I would say it’s been a little bit of a breath of fresh air for us on the snow side because we haven’t talked about this, but in our landscape construction business, plant material pricing has just been insane this year. Every time we pull up our vendor price list, so has changed, and there was just no way to really keep track of it or throughout the season. It was just every day. Usually, we have price increases once a year, which was disconcerting. And on the labor side, on the construction side of things, similar story, like just a lot of wage inflation.

Obviously, we’ve gotta pass that through to our clients. We also want to try to do what to the best interest of our clients and to the extent we can keep our prices down or flat; we’d love to be able to do that. So in our snow business, like we just, we didn’t have to increase things quite as dramatically because of that stability, which is actually a little bit surprising to me because it’s, I mean, for those that don’t know the snow business, it’s just, it’s really hard work.

You know, you’ve got folks who are, who, the folks who are doing the work have to commit their whole winter to it. It’s incredibly unpredictable. It’s very disruptive to people’s lives. So, in general, it’s hard to find people for that service but knock on wood. Our snow season just started. We’ve been able to get pretty decent commitments from our staff.

Palmer Higgins:

I have to imagine people are raising prices a lot more. I know our companies are raising prices more than it sounds like you guys are, but we’re also facing sounds like we’re also facing input costs going a lot higher. I think for snow, scarcity is going to be a big thing. Customers, whether it’s residential commercial, if you haven’t locked up a contractor by now, you’re probably going to be a price taker. And there’s just not a lot of supply out there. I’ve heard incredible stories of competitors of ours in our markets, canceling contracts, good contracts. Not because they want to, but because they know they can’t service them, and they have to make the toughest of all calls just cancel some of their largest accounts that require the most labor and materials, and equipment. They can’t staff it appropriately. So they have to shrink their book of business. And that’s not a sign at times. I don’t know. I don’t know what else is. My guess is you’re going to hear about that stuff. Like once those start flying, you’re going to hear about that kind of stuff.

Austin Hall:

Yeah. I’m, I’m probably viewing it with two rosy glasses, but I will say that for us, snow is an important part of our business for you. I know you keep a lot of your folks on year-round for us. Ideally, we’d move towards a model where we can keep our entire staff on for the full season. At least for the people that wanna be here in snow enables us to do that. And especially having a zero-tolerance program where you have more consistent work for folks and enables us to do it. We have a pretty significant prepayment at the start of the season that allows us to sort of lock in a lot of our revenue because, increasingly, our costs are predictable. We’re buying a hundred plus pallets of ice melt to start the season while keeping people on full time.

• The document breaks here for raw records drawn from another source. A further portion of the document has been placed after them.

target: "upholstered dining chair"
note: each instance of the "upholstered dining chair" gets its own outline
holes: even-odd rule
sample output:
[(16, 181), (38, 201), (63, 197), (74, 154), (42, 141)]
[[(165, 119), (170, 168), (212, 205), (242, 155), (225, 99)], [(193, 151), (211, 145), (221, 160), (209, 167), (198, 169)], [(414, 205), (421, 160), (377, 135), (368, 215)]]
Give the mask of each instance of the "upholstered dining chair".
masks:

So I think it’s a model that hopefully will continue to work for us that will allow us to ha be able to retain and attract people who want year-round employment, which is an industry that tends to be pretty seasonal, at least in the upper Midwest.

Palmer Higgins:

Yeah, big time. I gotta roll, but I will say one of our companies just announced a guaranteed 40 hours in the winter, and it’s a pretty big gamble because we’re basically smoothing out the sea, the unpredictability of, of snow with their balance sheet so far, it’s been well received. Not surprisingly, we’ll see how it actually executes, but we won’t know that until next spring. So I’ll let you know how it goes.

Austin Hall:

Yeah. I look forward to that. All right. Thanks, guys.

Yeah. Thanks for trying the new format. This is great.